407828 - Improve comments in security interfaces that embeddors might implement

Status: RESOLVED WORKSFORME

(Core :: Security: PSM, defect, P2)

Description

[Kai Engert (:KaiE:)]

PSM provides interfaces that embedding applications can override.
They are designed to allow applications to use their own chrome.

Some interfaces are designed to give users a choice to review sensitive information and make momentous decisions, like installing a CA cert as trusted or providing a private key to an issuing authority.

This bug proposes to review the existing interfaces and use more obvious comments.

This will prevent embeddors from accidentially using wrong function result values and hopefully will prevent security issues.


The following interfaces might be of interest:

 nsITokenPasswordDialogs,
 nsICertificateDialogs,
 nsIClientAuthDialogs,
 nsICertPickDialogs,
 nsITokenDialogs,
 nsIDOMCryptoDialogs,
 nsIGeneratingKeypairInfoDialogs

There might be other interfaces I'm missing.

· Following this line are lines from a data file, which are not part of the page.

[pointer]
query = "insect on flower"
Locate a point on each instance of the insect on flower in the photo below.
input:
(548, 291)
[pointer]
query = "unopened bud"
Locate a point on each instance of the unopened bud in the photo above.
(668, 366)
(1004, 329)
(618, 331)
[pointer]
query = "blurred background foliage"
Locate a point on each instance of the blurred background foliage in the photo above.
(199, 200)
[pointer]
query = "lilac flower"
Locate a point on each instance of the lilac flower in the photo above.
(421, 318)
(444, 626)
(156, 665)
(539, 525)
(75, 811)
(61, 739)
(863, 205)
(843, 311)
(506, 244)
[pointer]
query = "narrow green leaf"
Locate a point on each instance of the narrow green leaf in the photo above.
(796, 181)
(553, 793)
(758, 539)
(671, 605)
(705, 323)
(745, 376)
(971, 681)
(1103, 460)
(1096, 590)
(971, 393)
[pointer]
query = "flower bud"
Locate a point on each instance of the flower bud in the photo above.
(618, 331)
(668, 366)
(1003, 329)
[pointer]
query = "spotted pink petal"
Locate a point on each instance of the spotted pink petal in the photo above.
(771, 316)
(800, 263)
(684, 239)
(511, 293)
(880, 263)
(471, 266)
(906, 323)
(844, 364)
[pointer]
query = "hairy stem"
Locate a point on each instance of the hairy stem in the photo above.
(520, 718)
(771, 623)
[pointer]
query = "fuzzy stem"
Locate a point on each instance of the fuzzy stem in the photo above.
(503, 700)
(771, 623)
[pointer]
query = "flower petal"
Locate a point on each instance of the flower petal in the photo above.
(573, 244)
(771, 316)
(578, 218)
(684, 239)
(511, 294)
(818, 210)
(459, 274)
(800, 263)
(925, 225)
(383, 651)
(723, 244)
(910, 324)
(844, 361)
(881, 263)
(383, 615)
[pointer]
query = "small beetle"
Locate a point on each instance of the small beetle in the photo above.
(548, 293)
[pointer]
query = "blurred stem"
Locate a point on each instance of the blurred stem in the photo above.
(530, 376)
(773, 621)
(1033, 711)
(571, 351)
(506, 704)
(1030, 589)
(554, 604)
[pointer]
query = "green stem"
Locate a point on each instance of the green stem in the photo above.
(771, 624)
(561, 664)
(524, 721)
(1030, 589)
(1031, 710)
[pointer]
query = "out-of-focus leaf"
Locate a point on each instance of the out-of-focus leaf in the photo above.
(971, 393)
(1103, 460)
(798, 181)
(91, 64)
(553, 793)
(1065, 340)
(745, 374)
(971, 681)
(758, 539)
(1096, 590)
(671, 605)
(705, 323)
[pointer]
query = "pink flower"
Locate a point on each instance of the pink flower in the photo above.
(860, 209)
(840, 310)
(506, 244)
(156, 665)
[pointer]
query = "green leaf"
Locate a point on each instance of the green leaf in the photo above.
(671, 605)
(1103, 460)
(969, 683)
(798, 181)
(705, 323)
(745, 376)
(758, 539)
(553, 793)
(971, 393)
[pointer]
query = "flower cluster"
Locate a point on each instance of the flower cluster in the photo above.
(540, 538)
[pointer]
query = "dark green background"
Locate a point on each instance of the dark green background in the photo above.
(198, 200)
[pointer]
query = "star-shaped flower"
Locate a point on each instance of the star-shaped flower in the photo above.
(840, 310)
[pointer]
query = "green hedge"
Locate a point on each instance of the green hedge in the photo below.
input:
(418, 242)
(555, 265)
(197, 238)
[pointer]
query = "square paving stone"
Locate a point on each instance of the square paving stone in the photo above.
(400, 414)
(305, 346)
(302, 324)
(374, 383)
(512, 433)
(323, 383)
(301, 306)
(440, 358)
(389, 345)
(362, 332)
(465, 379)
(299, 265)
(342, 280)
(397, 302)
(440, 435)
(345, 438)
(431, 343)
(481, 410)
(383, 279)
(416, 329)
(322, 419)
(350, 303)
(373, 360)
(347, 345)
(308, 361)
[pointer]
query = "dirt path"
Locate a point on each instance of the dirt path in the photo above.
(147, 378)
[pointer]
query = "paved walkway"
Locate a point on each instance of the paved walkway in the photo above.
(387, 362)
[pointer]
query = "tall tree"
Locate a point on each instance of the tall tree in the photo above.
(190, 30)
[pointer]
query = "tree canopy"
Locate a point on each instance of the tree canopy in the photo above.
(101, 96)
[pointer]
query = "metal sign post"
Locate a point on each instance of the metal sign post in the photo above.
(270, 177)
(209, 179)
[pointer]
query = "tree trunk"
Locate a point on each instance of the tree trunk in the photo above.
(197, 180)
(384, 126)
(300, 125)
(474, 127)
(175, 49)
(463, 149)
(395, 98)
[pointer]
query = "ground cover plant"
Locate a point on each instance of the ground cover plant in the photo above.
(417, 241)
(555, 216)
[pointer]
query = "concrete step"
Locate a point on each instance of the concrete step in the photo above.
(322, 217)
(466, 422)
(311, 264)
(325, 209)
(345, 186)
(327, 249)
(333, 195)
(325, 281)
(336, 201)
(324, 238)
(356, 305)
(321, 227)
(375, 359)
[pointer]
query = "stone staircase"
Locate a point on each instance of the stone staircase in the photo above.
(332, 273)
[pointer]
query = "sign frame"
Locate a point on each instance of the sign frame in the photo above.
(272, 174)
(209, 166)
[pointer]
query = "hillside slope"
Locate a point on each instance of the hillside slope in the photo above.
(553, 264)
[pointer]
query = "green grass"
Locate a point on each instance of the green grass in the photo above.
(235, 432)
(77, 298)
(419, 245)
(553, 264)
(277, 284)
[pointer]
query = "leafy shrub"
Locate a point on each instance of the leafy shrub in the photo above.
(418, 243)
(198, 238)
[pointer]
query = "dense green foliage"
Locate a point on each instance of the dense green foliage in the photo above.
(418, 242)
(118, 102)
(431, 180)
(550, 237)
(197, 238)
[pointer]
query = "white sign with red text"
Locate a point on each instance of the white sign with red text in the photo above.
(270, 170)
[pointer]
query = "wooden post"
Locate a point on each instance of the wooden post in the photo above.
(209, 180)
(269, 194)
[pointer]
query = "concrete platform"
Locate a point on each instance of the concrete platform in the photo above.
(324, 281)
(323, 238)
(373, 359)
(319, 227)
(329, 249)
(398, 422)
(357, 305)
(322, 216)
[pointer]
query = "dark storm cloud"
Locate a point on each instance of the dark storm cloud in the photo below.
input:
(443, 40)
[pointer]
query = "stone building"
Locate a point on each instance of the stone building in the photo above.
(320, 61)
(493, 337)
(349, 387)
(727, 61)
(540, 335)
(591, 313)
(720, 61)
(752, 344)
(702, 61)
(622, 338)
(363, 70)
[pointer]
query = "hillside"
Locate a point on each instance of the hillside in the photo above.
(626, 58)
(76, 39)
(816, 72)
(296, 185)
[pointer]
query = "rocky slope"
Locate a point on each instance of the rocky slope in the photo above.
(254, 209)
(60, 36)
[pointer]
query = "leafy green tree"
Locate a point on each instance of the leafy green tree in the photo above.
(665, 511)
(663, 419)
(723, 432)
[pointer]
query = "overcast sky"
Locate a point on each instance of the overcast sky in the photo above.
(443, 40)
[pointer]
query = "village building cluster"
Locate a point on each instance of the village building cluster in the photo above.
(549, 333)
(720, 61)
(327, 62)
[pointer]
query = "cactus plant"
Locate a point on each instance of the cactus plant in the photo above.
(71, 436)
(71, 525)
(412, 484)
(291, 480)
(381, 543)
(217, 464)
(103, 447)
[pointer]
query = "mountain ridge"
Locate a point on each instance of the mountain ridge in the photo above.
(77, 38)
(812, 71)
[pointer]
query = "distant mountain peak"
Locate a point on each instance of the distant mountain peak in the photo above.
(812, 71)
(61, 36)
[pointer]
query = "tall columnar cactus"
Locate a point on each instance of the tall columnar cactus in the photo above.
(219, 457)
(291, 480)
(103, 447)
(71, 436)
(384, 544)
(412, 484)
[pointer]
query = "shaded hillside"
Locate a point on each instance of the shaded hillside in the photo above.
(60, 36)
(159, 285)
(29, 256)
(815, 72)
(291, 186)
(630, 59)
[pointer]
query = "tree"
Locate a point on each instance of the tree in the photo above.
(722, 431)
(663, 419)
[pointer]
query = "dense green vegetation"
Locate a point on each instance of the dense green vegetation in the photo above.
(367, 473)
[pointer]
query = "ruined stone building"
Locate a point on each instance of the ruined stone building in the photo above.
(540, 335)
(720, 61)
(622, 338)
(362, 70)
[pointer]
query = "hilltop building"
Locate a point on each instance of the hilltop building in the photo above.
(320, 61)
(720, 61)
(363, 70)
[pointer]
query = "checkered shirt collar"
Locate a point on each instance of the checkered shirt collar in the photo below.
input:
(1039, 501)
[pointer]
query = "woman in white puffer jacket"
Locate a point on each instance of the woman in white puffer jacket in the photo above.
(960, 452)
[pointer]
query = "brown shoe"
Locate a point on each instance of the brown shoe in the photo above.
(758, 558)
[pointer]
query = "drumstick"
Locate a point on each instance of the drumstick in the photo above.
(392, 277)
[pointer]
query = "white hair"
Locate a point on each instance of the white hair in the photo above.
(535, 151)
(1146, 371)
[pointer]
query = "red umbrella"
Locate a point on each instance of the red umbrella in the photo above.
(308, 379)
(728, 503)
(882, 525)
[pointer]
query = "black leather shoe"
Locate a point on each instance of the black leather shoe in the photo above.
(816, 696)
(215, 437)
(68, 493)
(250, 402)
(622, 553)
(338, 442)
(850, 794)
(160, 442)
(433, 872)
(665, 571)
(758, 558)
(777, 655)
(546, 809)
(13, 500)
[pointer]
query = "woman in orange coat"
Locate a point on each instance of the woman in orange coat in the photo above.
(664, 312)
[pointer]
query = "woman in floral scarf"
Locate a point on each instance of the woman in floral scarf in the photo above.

Here are some first proposals:

 ConfirmDownloadCACert
   // If an implementation chooses not to implement UI for displaying
   // the cert and asking the user for confirmation,
   // then this function must return PR_FALSE.

 ConfirmKeyEscrow
   // If an implementation chooses not to implement UI that asks the user for 
   // confirmation to hand out the private key, 
   // then this function must return PR_FALSE.

Comment 1

[Daniel Veditz [:dveditz]]

I'm not sure this bug needs to be security-sensitive, although I guess it won't hurt to it that way until Nokia can update their implementation.

Comment 2

[Mike Schroepfer]

Kai will you have time for this before ship?

Comment 3

[Kai Engert (:KaiE:)]

I'm no longer sure this deserves to have a high priority. Nobody else has made the same mistake in the previous 4 years.

Comment 4

[:Cykesiopka]

The PSM IDL documentation is somewhat lacking, but AIUI, nobody really embeds Gecko anymore.
So, we can just fix each IDL one at a time as reasonable.